European Stocks Retreat as Greek Credit-Default Swaps Surge
Alpha Bank SA (ALPHA), Greece’s third-largest lender, Banco Santander SA (SAN), the biggest Spanish bank, and Portugal’s Banco Espirito Santo SA all dropped more than 2 percent as credit-default swaps on the nations’ debt gained. Vedanta Resources Plc (VED) fell 2.7 percent as copper retreated in London. Oriflame Cosmetics SA (ORI) slumped the most in almost four years after reporting earnings that missed analysts’ estimates.
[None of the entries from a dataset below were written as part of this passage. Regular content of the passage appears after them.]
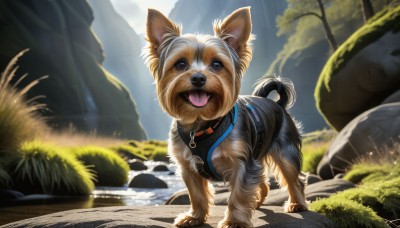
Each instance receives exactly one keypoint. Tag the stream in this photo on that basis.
(37, 205)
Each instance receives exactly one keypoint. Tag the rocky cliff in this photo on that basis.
(122, 50)
(79, 91)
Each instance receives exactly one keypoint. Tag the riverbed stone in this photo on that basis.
(163, 216)
(146, 180)
(160, 168)
(276, 197)
(137, 165)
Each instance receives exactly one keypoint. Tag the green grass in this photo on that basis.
(361, 171)
(18, 120)
(5, 179)
(110, 169)
(347, 213)
(43, 168)
(377, 191)
(373, 30)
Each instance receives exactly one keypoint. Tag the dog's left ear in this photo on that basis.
(159, 27)
(235, 29)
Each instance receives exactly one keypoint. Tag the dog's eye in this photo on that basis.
(181, 65)
(217, 65)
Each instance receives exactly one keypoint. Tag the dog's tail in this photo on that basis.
(283, 86)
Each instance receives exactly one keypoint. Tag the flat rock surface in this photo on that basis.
(163, 216)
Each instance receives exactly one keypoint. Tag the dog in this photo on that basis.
(217, 135)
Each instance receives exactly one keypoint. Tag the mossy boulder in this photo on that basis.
(362, 72)
(371, 135)
(347, 213)
(79, 91)
(109, 168)
(45, 169)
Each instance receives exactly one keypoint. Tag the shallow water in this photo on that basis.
(36, 205)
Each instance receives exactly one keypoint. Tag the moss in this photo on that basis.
(111, 170)
(347, 213)
(43, 168)
(371, 31)
(5, 179)
(361, 171)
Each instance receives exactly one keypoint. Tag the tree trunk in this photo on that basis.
(328, 31)
(367, 10)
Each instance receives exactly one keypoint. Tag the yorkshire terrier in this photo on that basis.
(216, 134)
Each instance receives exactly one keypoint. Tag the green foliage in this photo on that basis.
(373, 30)
(5, 179)
(361, 171)
(347, 213)
(111, 170)
(344, 17)
(43, 168)
(18, 121)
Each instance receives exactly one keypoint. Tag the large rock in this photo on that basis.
(362, 72)
(163, 216)
(276, 197)
(366, 137)
(79, 91)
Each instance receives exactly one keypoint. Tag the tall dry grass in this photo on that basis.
(18, 119)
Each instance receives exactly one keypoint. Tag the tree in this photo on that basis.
(298, 9)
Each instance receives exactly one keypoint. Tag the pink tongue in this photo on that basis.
(198, 98)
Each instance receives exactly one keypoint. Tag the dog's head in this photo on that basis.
(198, 76)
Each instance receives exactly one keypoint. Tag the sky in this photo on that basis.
(135, 11)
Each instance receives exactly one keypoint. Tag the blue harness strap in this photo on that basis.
(203, 146)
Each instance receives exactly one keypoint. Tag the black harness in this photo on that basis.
(203, 143)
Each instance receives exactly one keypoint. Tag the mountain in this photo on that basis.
(122, 49)
(79, 91)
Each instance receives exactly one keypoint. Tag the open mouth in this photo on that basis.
(197, 98)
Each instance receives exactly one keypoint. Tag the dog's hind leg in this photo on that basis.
(263, 192)
(244, 183)
(200, 200)
(285, 155)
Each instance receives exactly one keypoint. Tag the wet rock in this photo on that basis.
(146, 180)
(276, 197)
(368, 136)
(160, 168)
(363, 73)
(137, 165)
(163, 216)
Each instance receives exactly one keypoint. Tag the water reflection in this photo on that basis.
(37, 205)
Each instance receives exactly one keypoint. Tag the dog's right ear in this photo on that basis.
(159, 28)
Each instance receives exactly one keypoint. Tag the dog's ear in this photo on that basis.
(159, 27)
(235, 29)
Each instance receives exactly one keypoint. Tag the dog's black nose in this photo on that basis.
(198, 80)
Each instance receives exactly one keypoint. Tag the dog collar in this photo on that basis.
(203, 143)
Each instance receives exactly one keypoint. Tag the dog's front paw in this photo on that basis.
(229, 224)
(295, 207)
(187, 220)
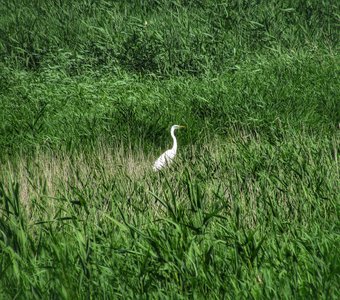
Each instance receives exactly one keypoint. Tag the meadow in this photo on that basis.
(250, 207)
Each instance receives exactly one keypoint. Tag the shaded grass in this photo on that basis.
(52, 110)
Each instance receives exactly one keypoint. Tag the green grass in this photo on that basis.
(249, 209)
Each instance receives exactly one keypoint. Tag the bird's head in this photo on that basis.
(177, 127)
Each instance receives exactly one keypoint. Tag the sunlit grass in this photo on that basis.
(249, 208)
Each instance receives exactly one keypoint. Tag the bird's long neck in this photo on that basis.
(174, 147)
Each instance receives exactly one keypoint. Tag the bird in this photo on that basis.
(167, 157)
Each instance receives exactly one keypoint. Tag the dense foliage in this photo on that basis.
(88, 91)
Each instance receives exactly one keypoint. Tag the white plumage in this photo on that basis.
(167, 157)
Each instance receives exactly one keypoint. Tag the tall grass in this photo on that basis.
(249, 209)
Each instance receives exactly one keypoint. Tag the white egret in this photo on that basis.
(167, 157)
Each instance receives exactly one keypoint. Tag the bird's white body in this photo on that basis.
(167, 157)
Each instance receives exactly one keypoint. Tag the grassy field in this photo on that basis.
(250, 207)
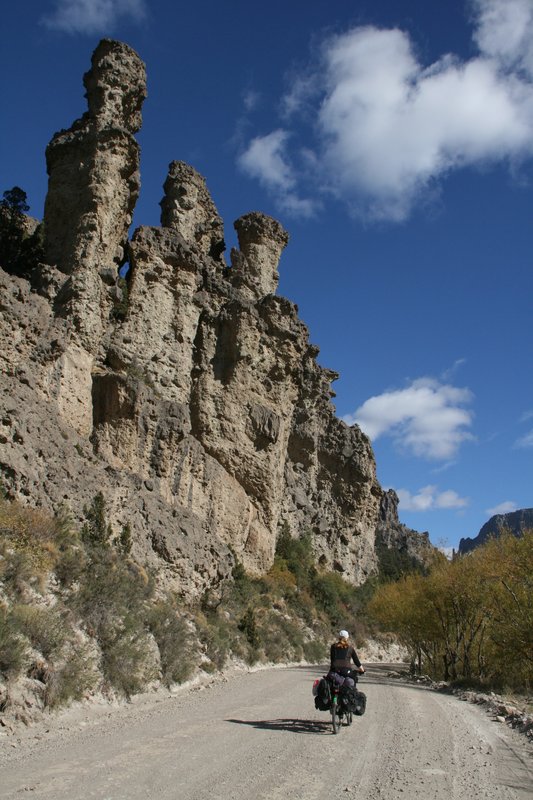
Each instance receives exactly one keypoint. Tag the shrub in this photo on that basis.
(216, 634)
(96, 531)
(72, 678)
(45, 628)
(174, 640)
(12, 646)
(127, 663)
(248, 626)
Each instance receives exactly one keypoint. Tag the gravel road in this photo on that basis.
(257, 735)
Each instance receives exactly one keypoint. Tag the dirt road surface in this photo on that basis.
(257, 735)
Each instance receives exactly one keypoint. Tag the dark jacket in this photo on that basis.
(343, 657)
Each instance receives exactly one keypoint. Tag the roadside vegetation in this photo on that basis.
(78, 614)
(469, 621)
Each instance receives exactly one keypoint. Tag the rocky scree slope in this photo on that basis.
(199, 411)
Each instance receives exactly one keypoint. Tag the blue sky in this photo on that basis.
(394, 141)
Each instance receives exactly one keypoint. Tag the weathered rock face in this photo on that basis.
(202, 415)
(515, 521)
(391, 534)
(93, 186)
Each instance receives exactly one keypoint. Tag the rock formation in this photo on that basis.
(392, 535)
(201, 413)
(515, 521)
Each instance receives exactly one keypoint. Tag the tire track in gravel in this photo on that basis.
(258, 734)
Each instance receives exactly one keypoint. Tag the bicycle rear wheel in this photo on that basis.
(336, 720)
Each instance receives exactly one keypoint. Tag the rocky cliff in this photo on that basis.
(198, 407)
(515, 521)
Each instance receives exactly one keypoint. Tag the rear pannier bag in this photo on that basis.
(360, 706)
(323, 696)
(353, 701)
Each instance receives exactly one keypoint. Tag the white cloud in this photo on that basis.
(92, 16)
(251, 100)
(525, 441)
(387, 128)
(429, 499)
(426, 418)
(502, 508)
(391, 127)
(505, 32)
(267, 160)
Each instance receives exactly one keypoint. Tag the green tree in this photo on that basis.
(20, 252)
(96, 530)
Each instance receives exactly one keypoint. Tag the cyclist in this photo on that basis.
(341, 656)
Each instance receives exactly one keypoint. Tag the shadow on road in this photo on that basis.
(290, 725)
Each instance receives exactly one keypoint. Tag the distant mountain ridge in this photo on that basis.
(515, 521)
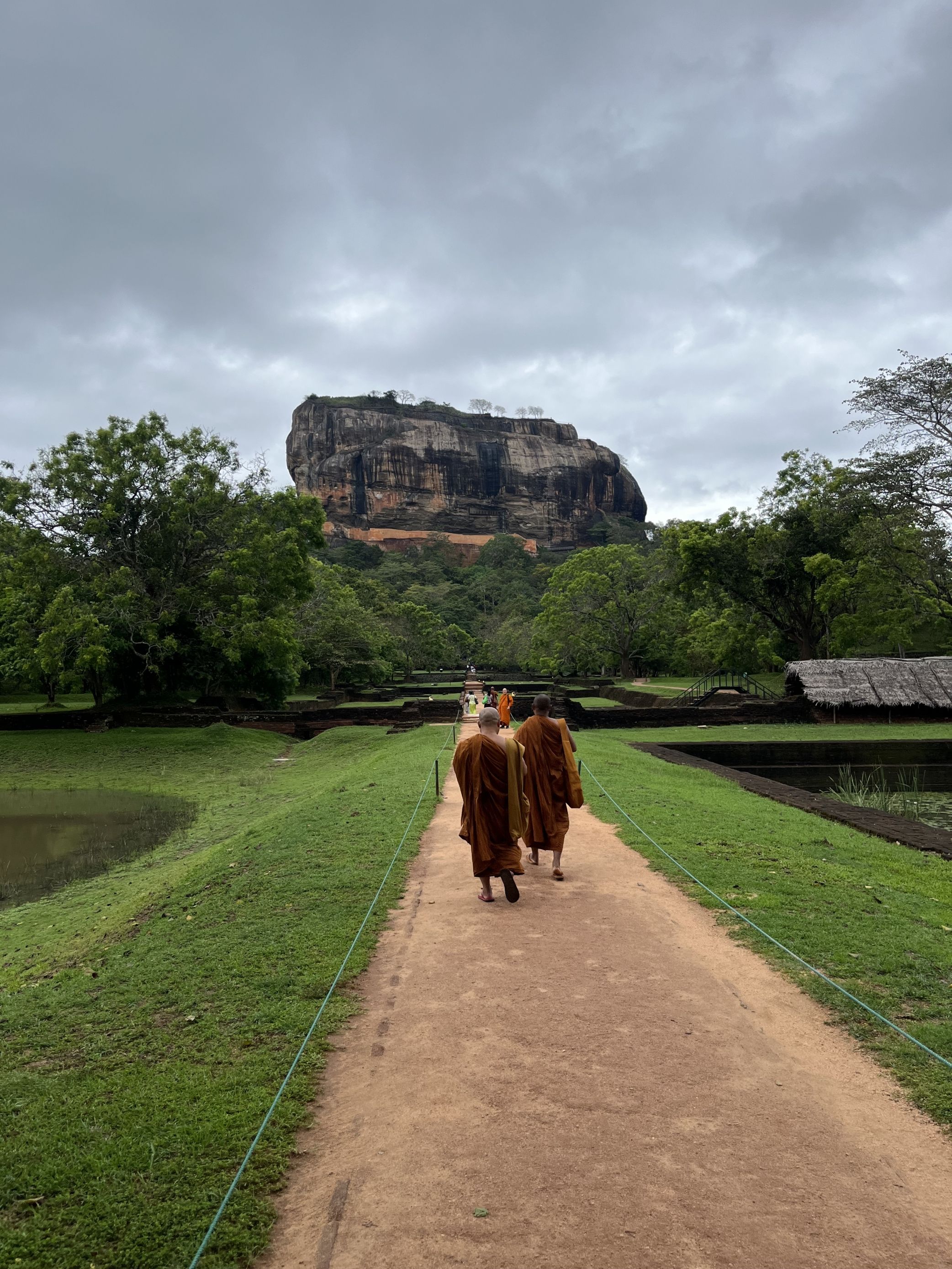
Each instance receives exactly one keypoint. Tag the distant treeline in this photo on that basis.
(143, 564)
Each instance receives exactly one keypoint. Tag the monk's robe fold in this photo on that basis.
(553, 781)
(494, 803)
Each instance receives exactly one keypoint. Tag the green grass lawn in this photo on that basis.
(873, 915)
(148, 1015)
(28, 702)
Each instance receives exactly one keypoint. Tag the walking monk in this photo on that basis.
(490, 771)
(551, 785)
(506, 707)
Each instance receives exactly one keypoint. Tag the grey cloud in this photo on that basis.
(681, 227)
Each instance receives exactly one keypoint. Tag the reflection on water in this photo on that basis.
(936, 809)
(51, 837)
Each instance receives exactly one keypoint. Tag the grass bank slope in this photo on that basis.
(873, 915)
(152, 1013)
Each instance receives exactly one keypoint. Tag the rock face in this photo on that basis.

The Stoxx Europe 600 Index slid 0.6 percent to 268.23. Greece began talks today on activating a 45 billion-euro ($61 billion) emergency aid package as the International Monetary Fund called the country’s fiscal crisis a “wake-up call” on sovereign-debt risks. The government needs to raise about 10 billion euros before the end of May, and its soaring financing costs are lending urgency to the talks.
“There are still deficit concerns to digest and issues with financial companies,” said Andrea Williams, who helps manage about $1.9 billion at Royal London Asset Management. “Investors have to be selective.”
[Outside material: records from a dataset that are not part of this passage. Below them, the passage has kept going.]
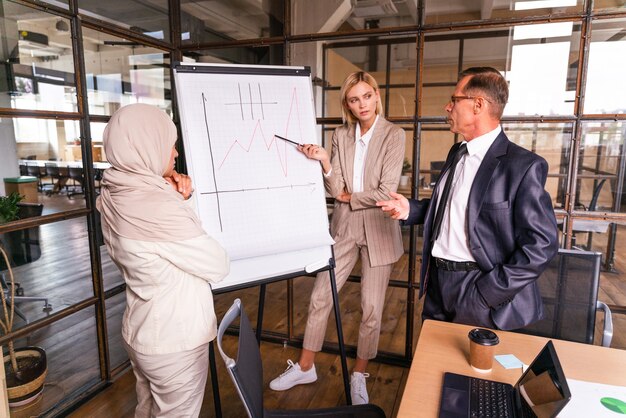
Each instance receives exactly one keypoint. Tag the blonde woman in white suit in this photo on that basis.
(365, 165)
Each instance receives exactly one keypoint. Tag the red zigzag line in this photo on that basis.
(282, 160)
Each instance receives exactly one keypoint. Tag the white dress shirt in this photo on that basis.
(452, 243)
(360, 152)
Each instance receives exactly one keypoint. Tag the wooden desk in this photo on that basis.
(423, 193)
(443, 347)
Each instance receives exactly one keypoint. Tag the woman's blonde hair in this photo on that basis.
(351, 81)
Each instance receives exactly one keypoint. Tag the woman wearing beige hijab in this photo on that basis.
(154, 236)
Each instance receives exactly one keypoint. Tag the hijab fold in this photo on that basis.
(136, 202)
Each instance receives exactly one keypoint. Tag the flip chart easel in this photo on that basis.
(255, 193)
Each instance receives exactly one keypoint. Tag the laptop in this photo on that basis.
(541, 392)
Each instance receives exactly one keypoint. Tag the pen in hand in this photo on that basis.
(288, 140)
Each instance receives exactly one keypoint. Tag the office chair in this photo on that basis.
(54, 172)
(27, 251)
(569, 289)
(35, 171)
(247, 375)
(76, 175)
(590, 225)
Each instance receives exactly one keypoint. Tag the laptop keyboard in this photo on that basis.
(489, 399)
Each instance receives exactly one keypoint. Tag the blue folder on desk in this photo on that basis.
(541, 392)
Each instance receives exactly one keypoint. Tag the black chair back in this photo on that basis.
(33, 170)
(569, 289)
(53, 170)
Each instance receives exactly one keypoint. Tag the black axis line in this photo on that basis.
(290, 186)
(261, 100)
(217, 196)
(240, 101)
(251, 106)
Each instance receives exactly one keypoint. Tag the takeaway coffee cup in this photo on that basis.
(482, 345)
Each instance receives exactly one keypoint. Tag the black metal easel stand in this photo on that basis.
(342, 348)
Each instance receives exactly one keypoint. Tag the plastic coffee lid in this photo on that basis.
(483, 336)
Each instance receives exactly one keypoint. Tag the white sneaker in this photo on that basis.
(293, 376)
(358, 388)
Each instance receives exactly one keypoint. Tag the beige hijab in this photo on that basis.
(136, 201)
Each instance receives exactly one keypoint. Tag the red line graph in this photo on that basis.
(273, 142)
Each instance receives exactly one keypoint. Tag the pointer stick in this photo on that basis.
(288, 140)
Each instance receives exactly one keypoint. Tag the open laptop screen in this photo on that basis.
(543, 388)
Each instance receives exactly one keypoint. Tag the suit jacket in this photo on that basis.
(383, 166)
(511, 230)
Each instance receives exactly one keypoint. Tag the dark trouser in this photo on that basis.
(452, 296)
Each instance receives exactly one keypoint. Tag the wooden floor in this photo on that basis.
(63, 275)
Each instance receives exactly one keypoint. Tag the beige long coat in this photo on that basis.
(383, 167)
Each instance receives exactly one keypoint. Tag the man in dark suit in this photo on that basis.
(490, 230)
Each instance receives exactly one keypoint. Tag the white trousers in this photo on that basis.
(170, 385)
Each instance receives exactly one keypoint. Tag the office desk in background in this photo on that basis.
(443, 347)
(98, 165)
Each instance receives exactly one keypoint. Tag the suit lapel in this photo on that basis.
(348, 155)
(483, 178)
(374, 148)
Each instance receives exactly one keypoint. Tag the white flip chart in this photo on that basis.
(255, 193)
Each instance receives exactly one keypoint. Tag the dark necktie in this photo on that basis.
(443, 202)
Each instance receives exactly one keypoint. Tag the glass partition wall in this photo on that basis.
(68, 65)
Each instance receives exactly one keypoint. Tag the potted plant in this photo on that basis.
(26, 368)
(9, 208)
(406, 171)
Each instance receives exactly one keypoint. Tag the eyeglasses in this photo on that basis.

Greece led an increase in the cost of insuring against default on government debt. Credit-default swaps on the nation surged 31 basis points to a record 495, according to CMA DataVision prices. Contracts on Portugal jumped 27 basis points to 228 while Spain climbed 16 to 161. Greek 10-year government bonds fell for a seventh day, pushing the yield above 8 percent.
“The main risk is that, if unchecked, market concerns about sovereign liquidity and solvency in Greece could turn into a full-blown sovereign debt crisis, leading to some contagion,” the IMF said today in its World Economic Outlook. “This reinforces the importance of efforts by Greek authorities to re-establish the credibility of their fiscal policy.”
Alpha Bank sank 5.2 percent to 6.26 euros and Piraeus Bank SA (TPEIR) retreated 3.3 percent to 5.95 euros. Santander dropped 2.9 percent to 10.23 euros, while in Portugal, Banco Espirito Santo lost 4.6 percent to 3.72 euros.
Vedanta led mining shares lower as copper, lead and nickel declined on the London Metal Exchange. The largest copper producer in India retreated 2.7 percent to 2,674 pence while Xstrata Plc lost 4 percent to 1,165 pence. BHP Billiton Ltd. (BHP), which today said it found evidence of possible breaches of anti-corruption laws, declined 2.8 percent to 2,118 pence.
Oriflame Cosmetics sank 13 percent to 408 kronor, the steepest decline since May 2006, after the cosmetics maker reported first-quarter sales and pretax profit that fell short of analysts’ estimates.
Infineon Technologies AG (IFX), Europe’s second-biggest chipmaker, climbed 3.8 percent to 5.40 euros. ARM Holdings Plc (ARM), the U.K. designer of semiconductors used by Apple, surged 3.1 percent to 250.5 pence.
Separately, Intel Corp., the world’s biggest maker of chips for computers, said it’s considering acquisitions that would help get its processors into smartphones and consumer electronics.
“We are looking at what we believe can accelerate our progress in those markets,” Chief Financial Officer Stacy Smith said in an interview at Bloomberg’s headquarters in New York yesterday. “As we see other opportunities like that, we think it’s a place where we can and will deploy capital.”
Volkswagen AG (VOW)’s preferred shares climbed 3.8 percent to 75.26 euros after Europe’s largest automaker said first-quarter profit almost doubled to 473 million euros as sales in China and at the Audi luxury brand jumped to records.
Earnings beat the average analyst estimate compiled by Bloomberg of 459 million euros. Sales rose 19 percent.
Fiat SpA (F) rose 1.7 percent to 10.60 euros, extending yesterday’s 9.3 percent advance. The Italian automaker said it expects to complete the spinoff of its industrial units by the end of the year.
Bic SA soared 8.1 percent to 61.22 euros, leading advancing shares in the Stoxx 600. The world’s largest maker of disposable pens said first-quarter net income rose 32 percent to 35.4 million euros.